I'm new to ML and training classifiers in practice, so I was just wondering what the difference was between the built-in sentiment tools of packages such as NLTK and TextBlob as compared to manually creating a classifier (training, testing, etc). I think I read in a comment somewhere that Textblob/NLTK's existing sentiment analysis tools basically just tokenize the text and count the number of positive/negative words to determine an overall sentiment rating (not sure how accurate this is). Does anyone know if using a custom classifier would, in general, be a better way to doing sentiment analysis of text (I'm looking at analyzing the sentiments expressed in hotel reviews)?
I would say that the meaningful difference in approaches to sentiment classification is between knowledge-based and statistical ones.
The knowledge-based, as you mention, usually use a polarity lexicon, that contains words with a sentiment value and then calculate the sentiment of a text by summing up the values of the words.
The statistical ones train a model based on a labeled training set (i.e. in a supervised setting). The models that are used for that differ, for instance you can use a Naive Bayes classifier or an SVM or any sort of neural network.
With regards to the packages you mentioned, as far as I understand Textblob indeed uses a lexicon. NLTK provides a lexicon-based sentiment classification but it also allows you to train your own statistical model.
If a knowledge-based or a statistical approach is better for you use-case depends really on your data. Same holds for the difference between off-the-shelf vs custom trained one. But it also depends on the time you are able to spend on creating your own model and the expertise you can build on.
If your domain is quite limited, I would argue hotel reviews are quite limited, fine-tuning a knowledge-based approach (by tweaking the underlying lexicon) might give you good results.
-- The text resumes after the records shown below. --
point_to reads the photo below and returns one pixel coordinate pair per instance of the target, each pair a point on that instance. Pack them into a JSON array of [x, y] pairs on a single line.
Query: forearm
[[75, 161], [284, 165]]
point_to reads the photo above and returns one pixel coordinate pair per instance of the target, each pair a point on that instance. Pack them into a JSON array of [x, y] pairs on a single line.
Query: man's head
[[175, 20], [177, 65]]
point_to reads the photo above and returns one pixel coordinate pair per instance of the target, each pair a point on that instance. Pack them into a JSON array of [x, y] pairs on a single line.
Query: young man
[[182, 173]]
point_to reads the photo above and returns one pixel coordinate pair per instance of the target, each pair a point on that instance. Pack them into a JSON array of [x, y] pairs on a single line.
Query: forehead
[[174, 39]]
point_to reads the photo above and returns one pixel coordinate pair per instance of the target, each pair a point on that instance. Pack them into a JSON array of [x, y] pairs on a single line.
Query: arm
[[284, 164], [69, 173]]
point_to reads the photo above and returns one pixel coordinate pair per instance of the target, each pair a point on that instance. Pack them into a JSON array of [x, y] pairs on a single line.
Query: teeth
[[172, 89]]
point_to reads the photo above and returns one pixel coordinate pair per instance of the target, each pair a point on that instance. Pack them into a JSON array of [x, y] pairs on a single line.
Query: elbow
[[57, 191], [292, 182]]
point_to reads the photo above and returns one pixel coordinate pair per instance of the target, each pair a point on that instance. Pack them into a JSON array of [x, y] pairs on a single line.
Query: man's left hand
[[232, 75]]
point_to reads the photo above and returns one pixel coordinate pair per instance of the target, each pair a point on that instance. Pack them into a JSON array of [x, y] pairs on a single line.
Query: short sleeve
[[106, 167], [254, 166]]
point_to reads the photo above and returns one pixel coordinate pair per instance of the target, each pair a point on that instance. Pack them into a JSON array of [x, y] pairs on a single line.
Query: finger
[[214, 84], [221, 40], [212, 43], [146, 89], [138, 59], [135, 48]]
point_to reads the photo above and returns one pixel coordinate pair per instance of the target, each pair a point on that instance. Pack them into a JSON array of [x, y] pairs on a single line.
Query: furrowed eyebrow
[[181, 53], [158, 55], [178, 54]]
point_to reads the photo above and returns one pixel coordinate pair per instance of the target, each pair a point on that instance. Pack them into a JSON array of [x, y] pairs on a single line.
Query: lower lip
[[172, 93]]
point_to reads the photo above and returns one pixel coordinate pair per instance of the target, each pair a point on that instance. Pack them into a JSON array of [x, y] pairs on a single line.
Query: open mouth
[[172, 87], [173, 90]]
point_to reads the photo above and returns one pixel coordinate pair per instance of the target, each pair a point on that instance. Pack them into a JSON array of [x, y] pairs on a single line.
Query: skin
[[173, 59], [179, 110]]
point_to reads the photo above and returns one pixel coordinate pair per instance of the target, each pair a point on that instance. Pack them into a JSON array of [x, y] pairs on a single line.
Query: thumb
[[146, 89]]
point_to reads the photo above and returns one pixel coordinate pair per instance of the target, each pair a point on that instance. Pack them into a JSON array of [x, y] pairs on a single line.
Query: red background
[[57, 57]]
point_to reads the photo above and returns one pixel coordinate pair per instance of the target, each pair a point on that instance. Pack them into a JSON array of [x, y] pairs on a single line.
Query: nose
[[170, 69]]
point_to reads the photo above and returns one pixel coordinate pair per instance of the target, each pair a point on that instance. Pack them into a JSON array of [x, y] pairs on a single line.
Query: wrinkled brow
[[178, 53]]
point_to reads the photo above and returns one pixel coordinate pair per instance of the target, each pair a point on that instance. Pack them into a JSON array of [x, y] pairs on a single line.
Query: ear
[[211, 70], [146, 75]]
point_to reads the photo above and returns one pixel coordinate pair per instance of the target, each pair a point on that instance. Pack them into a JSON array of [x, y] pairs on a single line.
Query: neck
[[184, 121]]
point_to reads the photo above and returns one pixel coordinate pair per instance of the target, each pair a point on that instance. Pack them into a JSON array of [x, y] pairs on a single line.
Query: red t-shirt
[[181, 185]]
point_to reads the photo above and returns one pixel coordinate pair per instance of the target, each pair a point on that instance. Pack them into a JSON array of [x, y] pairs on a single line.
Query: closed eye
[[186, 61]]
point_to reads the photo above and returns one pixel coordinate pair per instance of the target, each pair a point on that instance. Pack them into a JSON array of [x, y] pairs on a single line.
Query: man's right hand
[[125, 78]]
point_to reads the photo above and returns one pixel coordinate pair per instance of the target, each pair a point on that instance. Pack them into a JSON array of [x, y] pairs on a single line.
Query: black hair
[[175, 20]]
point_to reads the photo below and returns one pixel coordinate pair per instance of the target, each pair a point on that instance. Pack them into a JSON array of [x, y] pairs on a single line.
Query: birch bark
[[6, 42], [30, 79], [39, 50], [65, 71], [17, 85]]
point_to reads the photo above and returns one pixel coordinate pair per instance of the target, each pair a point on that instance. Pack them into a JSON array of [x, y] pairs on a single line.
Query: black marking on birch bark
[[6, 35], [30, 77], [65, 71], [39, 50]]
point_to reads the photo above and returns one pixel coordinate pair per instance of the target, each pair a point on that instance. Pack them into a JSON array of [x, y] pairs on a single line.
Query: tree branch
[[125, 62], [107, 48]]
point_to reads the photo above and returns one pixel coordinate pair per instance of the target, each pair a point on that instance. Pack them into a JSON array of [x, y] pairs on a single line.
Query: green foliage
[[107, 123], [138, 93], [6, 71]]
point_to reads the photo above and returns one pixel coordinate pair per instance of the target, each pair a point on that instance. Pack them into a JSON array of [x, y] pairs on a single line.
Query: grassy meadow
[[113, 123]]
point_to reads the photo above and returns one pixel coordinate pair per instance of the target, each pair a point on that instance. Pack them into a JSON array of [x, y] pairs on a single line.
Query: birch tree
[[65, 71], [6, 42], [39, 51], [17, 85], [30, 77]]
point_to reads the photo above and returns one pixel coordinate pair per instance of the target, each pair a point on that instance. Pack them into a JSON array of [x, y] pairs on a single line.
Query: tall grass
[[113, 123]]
In any case, I strongly suggest that you have a test set to evaluate your performance when creating or fine-tuning your model or comparing different models.
In general, training your own classifier is likely to perform better but it's going to take more time and effort:
- Probably the NLTK system was trained on some generic data which might be very different from your target text. Since any supervised system assumes the same distribution between the training and test set, it's always better to train on a sample of your target data.
- By implementing your own method you can adapt it more specifically to your use case.
So it's a trade-off between the level of quality and the time you're ready to spend on annotating your own data and tuning your own classifier.